2012
LE COTTAGE ÉTAIT PLANTÉ AU BORD DU LAC. Elle entendait le vent battre la pluie tout au long de la surface, frapper les arbres et muscler l’herbe.
Elle choisit de se réveiller très tôt, avant les enfants. Cette maison-là valait la peine d’être écoutée. Ces drôles de bruits là-haut. Elle avait d’abord pensé à des rats, leurs petites pattes sur l’ardoise, pour découvrir bientôt que c’était les mouettes. Les mouettes qui lâchaient des huîtres sur le toit, afin de briser leurs coquilles. C’était surtout le matin, parfois avant le lever du jour.
Un ping ! caractéristique, suivi d’un bref silence, ensuite les huîtres cahotaient sur les tuiles et elles glissaient dans l’herbe, tachetées de chaux.
Elles ne s’ouvraient franchement que si elles tombaient droit, restaient entières quand elles atterrissaient de travers, pour dormir dans l’allée comme des grenades désamorcées.
Jamais à court d’acrobaties, les mouettes fondaient sur les mollusques et, à peine rassasiées, bleues et grises escadrilles, s’en revenaient au lough.
Alors la maison s’éveillait, les fenêtres grinçaient, les portes et les placards, l’air du large emplissait les pièces.
PREMIÈRE PARTIE
1919
Ombres et nuages
C’ÉTAIT UN BOMBARDIER. Un Vickers Vimy, bricolé. Du bois, de la toile, des câbles en acier. Un avion lourd et large, qu’Alcock appelait encore un petit zinc nerveux. Chaque fois, il tapotait sur le fuselage, puis d’un mouvement souple et délié s’installait dans le cockpit à côté de Brown. Une main sur les gaz, les pieds sur le palonnier, il était déjà dans les hauteurs. Par-dessus tout, il aimait franchir les nuées, voler en plein soleil. En se penchant un peu, il voyait l’ombre du Vickers glisser sur une mer blanche, grossir et rétrécir sur le relief nuageux.

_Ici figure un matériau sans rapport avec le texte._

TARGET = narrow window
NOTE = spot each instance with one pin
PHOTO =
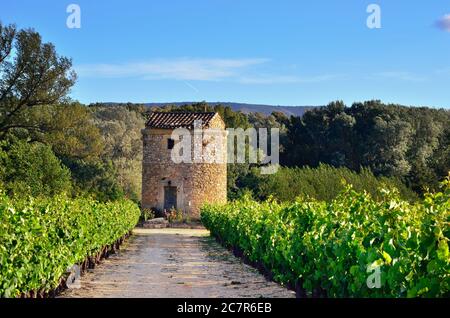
(170, 143)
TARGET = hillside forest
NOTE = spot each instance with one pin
(51, 144)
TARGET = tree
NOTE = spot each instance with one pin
(31, 74)
(32, 169)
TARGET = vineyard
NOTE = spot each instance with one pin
(41, 238)
(335, 249)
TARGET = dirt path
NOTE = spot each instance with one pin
(174, 263)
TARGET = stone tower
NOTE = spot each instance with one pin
(184, 186)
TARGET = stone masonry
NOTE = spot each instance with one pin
(189, 185)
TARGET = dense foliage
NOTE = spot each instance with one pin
(41, 238)
(322, 183)
(32, 169)
(410, 143)
(333, 248)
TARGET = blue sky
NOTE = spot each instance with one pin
(271, 52)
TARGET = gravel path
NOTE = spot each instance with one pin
(174, 263)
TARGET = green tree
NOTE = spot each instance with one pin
(32, 169)
(31, 74)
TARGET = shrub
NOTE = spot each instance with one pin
(329, 247)
(41, 238)
(32, 169)
(323, 183)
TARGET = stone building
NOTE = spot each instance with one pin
(185, 186)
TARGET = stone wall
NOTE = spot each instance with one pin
(197, 183)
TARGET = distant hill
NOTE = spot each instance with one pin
(249, 108)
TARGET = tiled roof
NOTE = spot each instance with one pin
(178, 120)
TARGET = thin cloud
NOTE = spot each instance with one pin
(444, 23)
(173, 69)
(270, 79)
(403, 76)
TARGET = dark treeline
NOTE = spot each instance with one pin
(409, 143)
(50, 144)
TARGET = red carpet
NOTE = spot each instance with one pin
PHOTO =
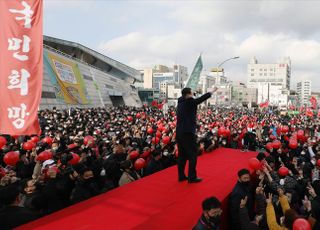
(154, 202)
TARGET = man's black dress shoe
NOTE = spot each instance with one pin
(195, 180)
(183, 179)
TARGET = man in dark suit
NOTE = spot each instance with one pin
(210, 218)
(186, 133)
(11, 214)
(242, 190)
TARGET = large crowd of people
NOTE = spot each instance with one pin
(85, 152)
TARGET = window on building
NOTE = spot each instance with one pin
(46, 94)
(109, 86)
(87, 77)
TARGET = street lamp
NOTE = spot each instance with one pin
(236, 57)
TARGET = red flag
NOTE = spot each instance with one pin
(309, 112)
(301, 109)
(264, 104)
(313, 101)
(154, 103)
(160, 105)
(21, 66)
(292, 107)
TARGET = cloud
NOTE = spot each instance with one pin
(145, 33)
(268, 30)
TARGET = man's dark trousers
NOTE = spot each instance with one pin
(188, 150)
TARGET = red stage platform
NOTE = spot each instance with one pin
(154, 202)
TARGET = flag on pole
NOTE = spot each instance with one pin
(21, 66)
(264, 104)
(313, 101)
(193, 80)
(309, 112)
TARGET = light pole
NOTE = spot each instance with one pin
(236, 57)
(229, 59)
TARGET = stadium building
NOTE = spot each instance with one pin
(76, 76)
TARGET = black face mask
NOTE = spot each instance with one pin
(245, 183)
(215, 219)
(88, 181)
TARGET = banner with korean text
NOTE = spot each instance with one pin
(21, 66)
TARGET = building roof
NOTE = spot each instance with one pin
(93, 58)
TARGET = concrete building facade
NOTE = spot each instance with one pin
(304, 91)
(271, 80)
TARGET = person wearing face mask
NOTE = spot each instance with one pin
(241, 190)
(290, 215)
(211, 215)
(129, 174)
(85, 187)
(155, 164)
(11, 214)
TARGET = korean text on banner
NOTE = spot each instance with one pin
(21, 66)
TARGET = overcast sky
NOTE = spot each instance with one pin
(145, 33)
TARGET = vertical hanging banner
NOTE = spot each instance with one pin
(21, 66)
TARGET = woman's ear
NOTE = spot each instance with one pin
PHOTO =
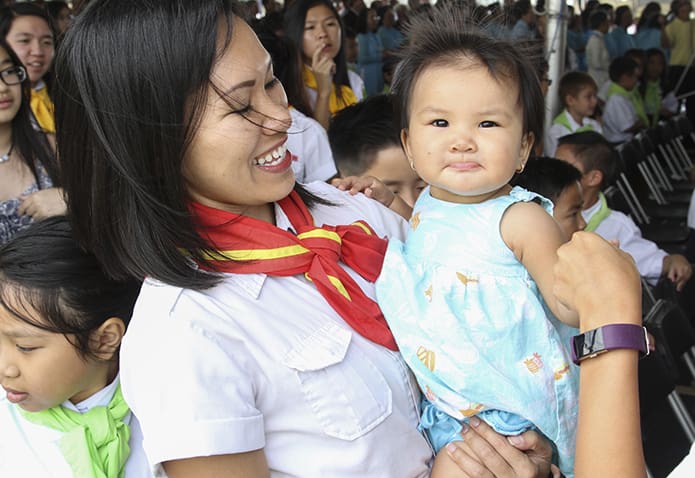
(106, 340)
(526, 146)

Brown, le navigateur, était un homme plus réservé. Se donner en spectacle le gênait. Le buste en avant, il restait à l’écoute de l’appareil. Son intuition lui apprenait la direction du vent, mais il se basait plutôt sur ce qu’il pouvait toucher : boussoles, compas, cartes, le niveau à alcool à ses pieds.
En cette période du siècle, le terme de gentleman avait presque déjà valeur de mythe. La Grande Guerre avait ébranlé le monde. Tournant à plein, les rotatives avaient lâché le chiffre insupportable de seize millions. L’Europe : un ossuaire.
Alcock avait été pilote de chasse pour l’Air Service. Les bombinettes se détachaient des râteliers. L’avion soudain plus léger. Grimper haut dans la nuit. En se courbant légèrement, il voyait les champignons de fumée s’élever en bas. Palier, altitude et demi-tour à la base. À ces moments-là, Alcock ne recherchait surtout pas la célébrité. Il volait dans le noir, le cockpit ouvert aux étoiles. Puis l’aérodrome apparaissait à terre – les barbelés illuminés sur l’autel d’une étrange église.
Brown avait fait des missions de reconnaissance. La bosse des maths, des mesures aériennes. Il savait convertir tous les ciels en séries de chiffres. Même au sol, il poursuivait ses calculs, cherchait de nouvelles routes vers le plancher des vaches.